Since confidences always have to be symmetric, right?

And the confidence level is always about

the middle whatever percent of the distribution.

And we cant have a confidence interval that only goes a certain amount

of distance in one direction but more in the other direction, we are actually

going to need to think about the 5% in the lower tail, even though we

are not going to use it for any

sort of decision making within the hypothesis test.

So if you have a one-sided hypothesis test with an alpha equal

to 0.05, your equivalent confidence level is actually going to be 90%.

Because we're allowing for the 5% at the

one end that you're interested in, and we're having

to take care of the other 5% at the other end that you're not interested

in, but we need to take into account

so that the confidence interval can be symmetric.

3:34

So in this, case with a one-sided hypothesis

test, we can't anymore really say that the significance

level that we're using and the confidence level

that we're using are complements of each other directly.

We can still use that idea though to figure out how to get from

one to the other, and really, once again, the key is to

always draw your curve and once you draw your curve and mark

what you're interested in, that's going to kind of allow you to

think about do I need to think about the other tail or not?

And if you're doing a one-sided hypothesis test, you will need to think about the

other tail, and then you can easily arrive at the confidence level that you need.

Why is this of importance?

Oftentimes, you may want to use both methods when you're doing

inference, and it doesn't make sense for your methods to not agree with each other.

So, for the most part, if you have

the given significance level and you have accurately determined

the equivalent confidence level, the results from the

two approaches should always equal agree with each other.

4:33

So, to summarize what we've gone through,

a two-sided hypothesis with a threshold of alpha

is equal to a confidence interval with 1 minus alpha.

So, in this case, if your hypothesis test is

two-sided, your confidence level and your significance level are compliments.

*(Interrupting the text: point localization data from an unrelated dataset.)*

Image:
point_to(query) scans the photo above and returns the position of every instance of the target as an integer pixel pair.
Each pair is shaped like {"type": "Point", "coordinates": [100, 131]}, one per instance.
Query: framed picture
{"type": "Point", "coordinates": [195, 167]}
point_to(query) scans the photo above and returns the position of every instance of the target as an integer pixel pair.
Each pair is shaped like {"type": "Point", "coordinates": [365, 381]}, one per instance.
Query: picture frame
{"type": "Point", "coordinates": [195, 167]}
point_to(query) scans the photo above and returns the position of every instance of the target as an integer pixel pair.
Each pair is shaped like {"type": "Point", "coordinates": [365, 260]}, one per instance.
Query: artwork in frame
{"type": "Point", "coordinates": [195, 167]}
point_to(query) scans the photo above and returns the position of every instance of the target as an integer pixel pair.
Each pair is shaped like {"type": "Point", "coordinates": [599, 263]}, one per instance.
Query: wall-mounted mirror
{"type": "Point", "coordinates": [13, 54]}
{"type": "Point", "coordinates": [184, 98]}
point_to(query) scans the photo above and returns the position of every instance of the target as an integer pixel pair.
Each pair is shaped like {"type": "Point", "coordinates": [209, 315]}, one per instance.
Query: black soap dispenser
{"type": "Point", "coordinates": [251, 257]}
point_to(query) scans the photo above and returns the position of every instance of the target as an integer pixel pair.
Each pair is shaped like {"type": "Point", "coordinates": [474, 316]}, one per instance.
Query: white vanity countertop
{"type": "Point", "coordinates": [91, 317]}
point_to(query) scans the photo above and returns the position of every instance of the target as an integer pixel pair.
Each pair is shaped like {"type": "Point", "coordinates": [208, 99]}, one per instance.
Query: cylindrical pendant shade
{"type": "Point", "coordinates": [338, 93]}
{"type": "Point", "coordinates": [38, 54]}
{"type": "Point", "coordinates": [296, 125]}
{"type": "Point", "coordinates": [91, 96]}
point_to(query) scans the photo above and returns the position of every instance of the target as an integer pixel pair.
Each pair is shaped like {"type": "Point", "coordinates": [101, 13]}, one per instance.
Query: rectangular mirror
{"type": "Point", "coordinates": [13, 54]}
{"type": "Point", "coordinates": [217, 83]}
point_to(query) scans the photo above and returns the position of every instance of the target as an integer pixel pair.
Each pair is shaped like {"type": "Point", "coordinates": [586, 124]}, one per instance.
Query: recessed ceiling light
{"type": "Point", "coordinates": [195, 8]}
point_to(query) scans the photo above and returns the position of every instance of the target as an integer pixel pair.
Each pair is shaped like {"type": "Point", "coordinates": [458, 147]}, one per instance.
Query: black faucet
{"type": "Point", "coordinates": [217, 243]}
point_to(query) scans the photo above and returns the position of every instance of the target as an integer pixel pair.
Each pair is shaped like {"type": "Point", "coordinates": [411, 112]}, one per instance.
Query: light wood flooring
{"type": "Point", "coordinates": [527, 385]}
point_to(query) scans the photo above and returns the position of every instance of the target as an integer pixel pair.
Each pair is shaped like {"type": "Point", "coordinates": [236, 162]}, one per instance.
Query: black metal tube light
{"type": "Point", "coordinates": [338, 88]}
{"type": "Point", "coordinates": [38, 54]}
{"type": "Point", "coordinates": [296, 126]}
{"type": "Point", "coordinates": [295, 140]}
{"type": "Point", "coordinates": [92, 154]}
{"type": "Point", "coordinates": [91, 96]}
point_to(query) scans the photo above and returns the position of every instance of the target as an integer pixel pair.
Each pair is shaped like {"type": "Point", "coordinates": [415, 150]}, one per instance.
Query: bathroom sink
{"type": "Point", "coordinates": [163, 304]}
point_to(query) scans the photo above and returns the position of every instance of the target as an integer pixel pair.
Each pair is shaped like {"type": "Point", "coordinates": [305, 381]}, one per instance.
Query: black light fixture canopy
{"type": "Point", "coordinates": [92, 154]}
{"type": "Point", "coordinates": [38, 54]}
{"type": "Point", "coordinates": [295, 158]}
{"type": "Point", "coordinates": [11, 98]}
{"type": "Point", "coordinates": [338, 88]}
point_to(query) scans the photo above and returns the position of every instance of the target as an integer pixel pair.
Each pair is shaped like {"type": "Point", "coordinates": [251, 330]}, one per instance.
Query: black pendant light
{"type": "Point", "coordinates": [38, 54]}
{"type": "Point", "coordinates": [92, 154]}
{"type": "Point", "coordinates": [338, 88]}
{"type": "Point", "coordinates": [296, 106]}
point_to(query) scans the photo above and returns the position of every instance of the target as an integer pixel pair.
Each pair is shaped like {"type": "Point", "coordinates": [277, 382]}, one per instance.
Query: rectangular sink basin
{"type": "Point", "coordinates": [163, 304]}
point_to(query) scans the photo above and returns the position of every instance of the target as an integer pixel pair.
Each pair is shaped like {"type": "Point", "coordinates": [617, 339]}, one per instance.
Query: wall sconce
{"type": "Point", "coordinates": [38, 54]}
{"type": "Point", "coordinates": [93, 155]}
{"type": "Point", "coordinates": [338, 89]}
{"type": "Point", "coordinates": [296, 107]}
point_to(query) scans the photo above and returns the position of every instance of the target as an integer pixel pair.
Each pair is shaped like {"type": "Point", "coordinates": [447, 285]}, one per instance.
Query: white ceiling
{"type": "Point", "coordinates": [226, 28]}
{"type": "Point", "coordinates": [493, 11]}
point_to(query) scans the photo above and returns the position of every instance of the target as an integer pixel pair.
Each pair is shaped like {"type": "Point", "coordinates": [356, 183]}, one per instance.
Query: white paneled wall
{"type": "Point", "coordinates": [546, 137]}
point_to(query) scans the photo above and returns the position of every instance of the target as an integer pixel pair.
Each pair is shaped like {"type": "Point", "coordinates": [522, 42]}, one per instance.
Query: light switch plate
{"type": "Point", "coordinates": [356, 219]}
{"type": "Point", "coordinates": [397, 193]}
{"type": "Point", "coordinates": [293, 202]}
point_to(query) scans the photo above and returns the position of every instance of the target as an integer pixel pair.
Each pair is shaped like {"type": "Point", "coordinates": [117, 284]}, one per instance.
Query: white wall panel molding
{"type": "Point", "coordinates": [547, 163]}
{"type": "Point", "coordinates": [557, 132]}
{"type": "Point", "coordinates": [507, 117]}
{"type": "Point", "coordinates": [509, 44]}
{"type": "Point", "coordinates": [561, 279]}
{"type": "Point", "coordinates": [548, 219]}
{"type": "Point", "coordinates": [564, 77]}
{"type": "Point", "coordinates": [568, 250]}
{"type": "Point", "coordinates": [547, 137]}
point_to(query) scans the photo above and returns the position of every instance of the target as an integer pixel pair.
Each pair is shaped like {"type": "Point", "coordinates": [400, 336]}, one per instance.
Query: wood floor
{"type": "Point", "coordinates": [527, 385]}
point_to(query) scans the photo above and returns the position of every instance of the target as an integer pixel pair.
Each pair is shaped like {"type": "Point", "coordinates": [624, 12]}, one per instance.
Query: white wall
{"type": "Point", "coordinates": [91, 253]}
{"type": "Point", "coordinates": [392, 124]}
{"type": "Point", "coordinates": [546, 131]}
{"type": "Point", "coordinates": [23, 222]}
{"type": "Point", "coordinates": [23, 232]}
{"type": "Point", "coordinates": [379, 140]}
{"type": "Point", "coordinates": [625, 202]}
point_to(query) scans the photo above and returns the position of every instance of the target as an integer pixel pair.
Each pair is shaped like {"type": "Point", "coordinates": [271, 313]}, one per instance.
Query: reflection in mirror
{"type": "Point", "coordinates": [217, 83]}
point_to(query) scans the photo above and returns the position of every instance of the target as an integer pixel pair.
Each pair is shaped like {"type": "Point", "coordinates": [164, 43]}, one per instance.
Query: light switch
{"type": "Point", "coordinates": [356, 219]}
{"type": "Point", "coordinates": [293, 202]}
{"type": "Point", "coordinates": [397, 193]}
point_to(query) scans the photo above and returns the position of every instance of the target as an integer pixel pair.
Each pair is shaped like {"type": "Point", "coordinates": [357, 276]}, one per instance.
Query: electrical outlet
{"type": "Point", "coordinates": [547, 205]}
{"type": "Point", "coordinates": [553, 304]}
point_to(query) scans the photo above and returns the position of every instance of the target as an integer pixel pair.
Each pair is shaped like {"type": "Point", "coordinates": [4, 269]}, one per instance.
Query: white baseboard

A one-sided hypothesis, with a threshold of alpha, is equivalent

to a confidence interval with 1 minus 2 times alpha.

If the null hypothesis is rejected, a confidence interval that agrees

with the result of the hypothesis test should not include the null value.

This, hopefully, makes sense.

Because if you're saying that you're rejecting a null hypothesis, the

null value, then, should simply not be in the confidence interval.

Otherwise, you would be contradicting yourself, saying that

it's a plausible value for the parameter of interest.

Similarly.

If the null hypothesis is failed to be rejected, a confidence

interval that agrees with the result of the

hypothesis test should, indeed, include the null value.

So using what we've learned about the equivalency of the confidence and

significance levels, you can determine which level to do which technique in.

And then, using the two bullet points at the bottom of this slide,

you can determine whether the results of the two techniques agree with each other.

Moral of the story is, if your confidence

interval includes a null value, don't reject it.

If your confidence interval does not include the null

value, then you can go ahead and reject it.